Pretty much, RepRap's do not make the holes as big as they are specified in the CAD design.  It has always been that way.   They need to be specified a little bit bigger than what you really want.    And to make matters worse, if you get the hole size right on one printer, it won't be right on the next printer.

----------


## nurbs999

Thats the last thing I wanted to read  :Wink:  Thanks for the info Roxy
Is it the same thing with "big" objects? I also printed a case that should be 156mm width and the print ended up in being only 146mm though all calibration cubes are the size they should be (20mm in CAD are 20mm in the printed object).

----------


## Roxy

Bigger holes have less of an impact.   What is happening is the filament is arcing as it goes around the circle and the inside part of the filament doesn't really have enough room because it is being laid down in a circle.  There is something else wrong if 156mm is turning into 146mm.

----------


## LambdaFF

> The 2mm hole has only 1.4mm, the 3mm hole ends up being 2.53mm. Only staring from 5mm the holes look fine. Can anyone tell me how to solve this issue?

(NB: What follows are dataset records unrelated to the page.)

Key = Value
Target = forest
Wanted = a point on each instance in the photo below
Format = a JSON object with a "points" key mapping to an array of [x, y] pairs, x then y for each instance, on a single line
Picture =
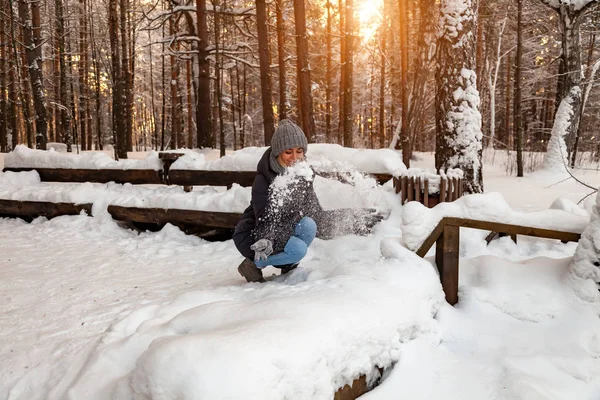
{"points": [[450, 76]]}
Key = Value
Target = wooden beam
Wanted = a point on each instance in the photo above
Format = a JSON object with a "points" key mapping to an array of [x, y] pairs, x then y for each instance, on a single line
{"points": [[211, 178], [134, 176], [174, 216], [446, 259], [431, 239], [34, 209], [511, 229]]}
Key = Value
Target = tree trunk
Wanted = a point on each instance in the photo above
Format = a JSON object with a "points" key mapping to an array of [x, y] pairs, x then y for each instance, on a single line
{"points": [[382, 78], [518, 120], [341, 116], [82, 109], [328, 76], [265, 70], [219, 81], [303, 70], [348, 74], [282, 110], [3, 80], [404, 131], [118, 115], [203, 119], [125, 140], [458, 122], [33, 43], [176, 128]]}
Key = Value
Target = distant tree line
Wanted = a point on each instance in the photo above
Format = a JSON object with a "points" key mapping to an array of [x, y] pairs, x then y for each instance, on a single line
{"points": [[143, 74]]}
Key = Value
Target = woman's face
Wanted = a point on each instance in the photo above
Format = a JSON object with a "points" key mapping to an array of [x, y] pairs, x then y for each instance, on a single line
{"points": [[291, 156]]}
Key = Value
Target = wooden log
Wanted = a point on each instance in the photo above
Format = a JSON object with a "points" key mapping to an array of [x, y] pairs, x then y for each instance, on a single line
{"points": [[456, 189], [211, 178], [350, 392], [174, 216], [418, 189], [511, 229], [34, 209], [446, 258], [442, 189], [450, 196], [134, 176]]}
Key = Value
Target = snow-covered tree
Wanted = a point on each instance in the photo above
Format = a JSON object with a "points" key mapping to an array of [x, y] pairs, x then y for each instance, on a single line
{"points": [[458, 121], [570, 17], [584, 271]]}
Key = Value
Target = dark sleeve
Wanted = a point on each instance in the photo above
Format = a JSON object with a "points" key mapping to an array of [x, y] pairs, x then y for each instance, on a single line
{"points": [[260, 197]]}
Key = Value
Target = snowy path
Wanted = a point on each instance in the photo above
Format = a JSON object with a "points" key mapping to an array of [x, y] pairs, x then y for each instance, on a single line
{"points": [[94, 311]]}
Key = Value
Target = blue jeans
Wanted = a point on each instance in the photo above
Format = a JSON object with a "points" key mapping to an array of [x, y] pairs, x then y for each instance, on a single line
{"points": [[296, 247]]}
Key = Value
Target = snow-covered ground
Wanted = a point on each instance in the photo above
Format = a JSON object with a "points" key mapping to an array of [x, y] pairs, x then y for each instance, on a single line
{"points": [[91, 310]]}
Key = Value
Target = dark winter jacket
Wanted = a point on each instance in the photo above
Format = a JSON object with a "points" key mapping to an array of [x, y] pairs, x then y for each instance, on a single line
{"points": [[273, 215]]}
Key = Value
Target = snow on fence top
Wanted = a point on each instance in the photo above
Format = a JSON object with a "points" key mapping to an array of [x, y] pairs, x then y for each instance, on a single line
{"points": [[433, 178], [419, 221], [24, 157], [323, 157]]}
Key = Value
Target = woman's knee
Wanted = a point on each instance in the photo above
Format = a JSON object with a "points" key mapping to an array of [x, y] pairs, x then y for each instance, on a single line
{"points": [[306, 229], [296, 248]]}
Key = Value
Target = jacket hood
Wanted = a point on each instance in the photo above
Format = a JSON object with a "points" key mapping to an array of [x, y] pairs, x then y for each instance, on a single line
{"points": [[264, 166]]}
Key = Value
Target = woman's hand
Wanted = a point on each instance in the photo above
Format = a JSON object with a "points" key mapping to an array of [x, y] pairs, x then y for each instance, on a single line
{"points": [[365, 220], [263, 248]]}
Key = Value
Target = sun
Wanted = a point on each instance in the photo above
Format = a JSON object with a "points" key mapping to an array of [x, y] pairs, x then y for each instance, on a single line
{"points": [[368, 15]]}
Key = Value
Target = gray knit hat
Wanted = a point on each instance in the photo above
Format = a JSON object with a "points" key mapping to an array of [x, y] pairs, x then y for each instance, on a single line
{"points": [[287, 136]]}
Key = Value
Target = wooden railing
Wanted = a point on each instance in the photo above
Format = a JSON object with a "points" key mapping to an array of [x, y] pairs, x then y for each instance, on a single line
{"points": [[417, 189], [446, 237]]}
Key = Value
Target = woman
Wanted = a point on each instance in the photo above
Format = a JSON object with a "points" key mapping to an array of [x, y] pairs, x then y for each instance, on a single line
{"points": [[279, 225]]}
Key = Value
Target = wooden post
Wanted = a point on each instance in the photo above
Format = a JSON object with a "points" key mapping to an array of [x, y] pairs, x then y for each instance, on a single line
{"points": [[456, 194], [442, 189], [446, 259], [418, 188], [404, 183]]}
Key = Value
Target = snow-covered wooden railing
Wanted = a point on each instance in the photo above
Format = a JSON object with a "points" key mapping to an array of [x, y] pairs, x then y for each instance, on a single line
{"points": [[429, 189], [446, 237]]}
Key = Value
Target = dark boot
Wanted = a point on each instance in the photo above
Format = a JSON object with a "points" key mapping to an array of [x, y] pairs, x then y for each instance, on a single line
{"points": [[250, 271], [287, 268]]}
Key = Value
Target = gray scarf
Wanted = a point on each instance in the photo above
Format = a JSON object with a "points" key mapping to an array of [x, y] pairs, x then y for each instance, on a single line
{"points": [[275, 166]]}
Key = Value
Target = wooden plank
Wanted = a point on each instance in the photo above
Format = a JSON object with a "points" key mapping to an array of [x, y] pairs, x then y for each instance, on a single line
{"points": [[514, 229], [442, 189], [396, 185], [404, 184], [34, 209], [446, 256], [456, 193], [449, 196], [431, 239], [348, 392], [134, 176], [211, 178], [418, 189], [174, 216]]}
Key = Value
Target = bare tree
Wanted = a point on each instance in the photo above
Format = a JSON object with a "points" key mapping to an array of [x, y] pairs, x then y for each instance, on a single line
{"points": [[458, 122], [32, 34]]}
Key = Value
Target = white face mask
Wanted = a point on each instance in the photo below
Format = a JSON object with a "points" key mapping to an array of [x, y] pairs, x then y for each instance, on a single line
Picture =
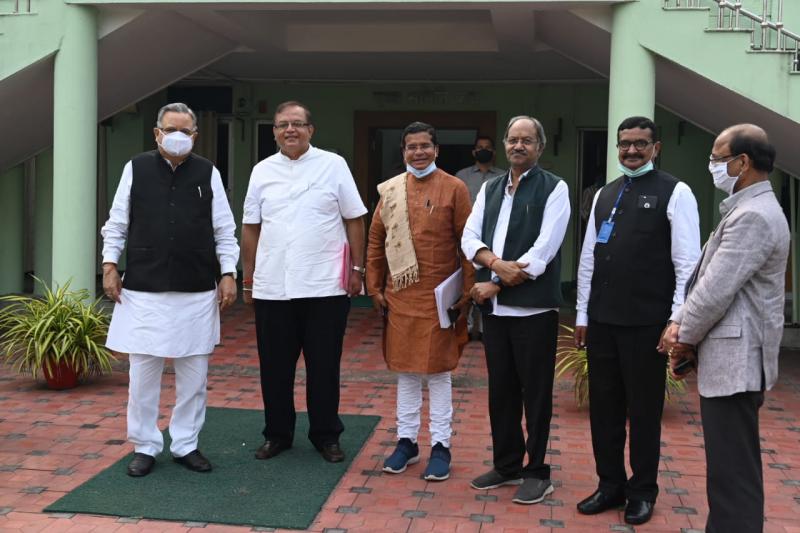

There are a series of analysis and explanations on the hydraraptor blog : he investigated that in 2011. Some of the parameters can't be corrected as they are process induced (arc shrinkage) and others are not practical to correct (the cosPi/n correction) so the bottom line (for me !) was to set the diameter I wanted and re-drill after because the general conclusion is that the printed hole will always be smaller than the intended cylinder.

----------


## Roxy

> There are a series of analysis and explanations on the hydraraptor blog : he investigated that in 2011. Some of the parameters can't be corrected as they are process induced (arc shrinkage) and others are not practical to correct (the cosPi/n correction) so the bottom line (for me !) was to set the diameter I wanted and re-drill after because the general conclusion is that the printed hole will always be smaller than the intended cylinder.


nurbs999:   Check out these links that LambdaFF is talking about.   I didn't recognize the name hydraraptor, but this blog appears to be written by NopHead.  NopHead REALLY knows his stuff!!!

http://hydraraptor.blogspot.com/2011...flow-rate.html
http://hydraraptor.blogspot.com/2011/02/polyholes.html

----------


## printbus

I agree with Roxy that there's another problem if the large case was wrong.  I'd solve that problem first. 

Did you adjust your steps per mm to get the 20mm cube dimension right?  If so, go back to the original setting. X, Y and Z steps per mm are defined by the design of the hardware and generally shouldn't be adjusted through a calibration.   When the steps per mm are tweaked to get the 20mm (or any other single calibration print exactly right), you can be left with a printer that can *only* print the calibration dimension correctly, with everything else off by some percentage.   Search for prusa calculator if you don't know or want to double check the steps per mm settings for those axes.  

Configuring the slicer to print external perimeters first might help a bit on the holes.  That will cause the exposed wall of the hole to be printed first, and other perimeter walls then added around that.  Otherwise like Roxy said the exposed wall will be pushed towards the center of the hole a bit more when it prints against the perimeters that are already there.

I've found printing holes on the bottom of things using a heated bed and PLA filament is especially troublesome since the PLA material stays soft sometimes for several layers of a print.  Adding new layers on top of still soft layers will rarely lead to good prints.    Adding a good print cooling system for PLA helps "freeze" the filament quicker and help it retain it's shape. 

Finally, it may be specific to openSCAD, but search on polyhole to see one design approach of improving resulting sizes of small holes.  Printing PLA and the polyhole library function in openSCAD, I now do pretty good in having things like M3 to M5 holes come out right, using standard tap & clearance dimension tables for proper dimensions on clearance holes, holes for self-threading, etc.  But I still have an assortment of deburring tools, small files, and drill bits to clean up anything that needs some final adjustment.

EDIT: A bit of a correction.  In double-checking the hole dimensioning I used in my refinement of the greg's wade extruder suite,  I see in that openSCAD design I did add 0.2 to 0.3mm to what a mechanical craftsman would use for a clearance hole.  Still not bad for a fudge.  In the openSCAD source for the refined greg's wade, I include a table in the contents showing what standard hole sizing would be. I copy that table into many of my openSCAD designs as a handy reference.  In that file, I also provide the option to generate a plate for testing the hole sizes before bothering with a full formal print of the parts. I wish more people offered that in their designs.

----------


## printbus

> ...  NopHead REALLY knows his stuff!!!


I believe nophead is the one who came up with the polyhole function so popular in openSCAD...

----------